Unfortunately, she couldn't stand Liam. She ignored his lame attempts to also get her attention, despite that he was a pretty cute kid, much cuter than me—he had inherited Dad's blond good looks, but I surpassed him in charm and sophistication. I knew better than to gurgle and spit milk across the kitchen table or climb to the top of the fridge and sit up there like the Cheshire cat or march out of the bathroom with no pants on, waving his dick. Anything to get her to pay attention to him.

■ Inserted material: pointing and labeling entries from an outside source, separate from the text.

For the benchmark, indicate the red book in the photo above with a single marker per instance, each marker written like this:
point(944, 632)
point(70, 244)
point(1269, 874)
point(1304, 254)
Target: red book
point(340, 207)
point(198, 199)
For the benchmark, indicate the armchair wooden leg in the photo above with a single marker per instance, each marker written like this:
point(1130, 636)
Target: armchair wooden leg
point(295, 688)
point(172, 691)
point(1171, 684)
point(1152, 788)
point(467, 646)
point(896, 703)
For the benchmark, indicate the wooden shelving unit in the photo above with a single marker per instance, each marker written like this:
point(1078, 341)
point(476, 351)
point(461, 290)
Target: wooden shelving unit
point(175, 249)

“Watch me dance, Rita!” he would crow. Then he would fling himself around the room, whirling his arms, wearing a cape made from a dish towel. Or he would break into song for no reason, singing whatever ridiculous song he had learned at pre-kindergarten that day in a piping voice, with his face way too close to her face. She would push him away, asking, “What is wrong with you?”

“Seriously, what is wrong with your brother?” she asked me. She had locked him in the bedroom for a time-out while the two of us watched TV in the living room at maximum volume to drown out his hollering.

“Wrong how?” I asked back.

“Is there something about your brother that your dad didn't tell me?”

This gave me pause. “There's nothing wrong with him,” I insisted. “He's just a creepy kid.”

“He is creepy,” she agreed. I had snuck my hand onto her closest arm, and she shook it away. “Stop hanging on me! God! I can't stand that!”

But she was more impatient than angry. She never really got mad at me like she got mad at Liam. I knew the difference. It meant the world to me.

After that conversation, I would sometimes deliberately imitate Liam—his shrill voice, his constant jittery movements. The way he would sometimes run in place while he was speaking. I would do it to make Rita laugh. And she did laugh. We bonded over our contempt for Liam. Did he know? Was he too little to notice? Did it register that I was mocking him to score points with Rita?

Liam. Little Brother. I am so sorry. No wonder you hate me.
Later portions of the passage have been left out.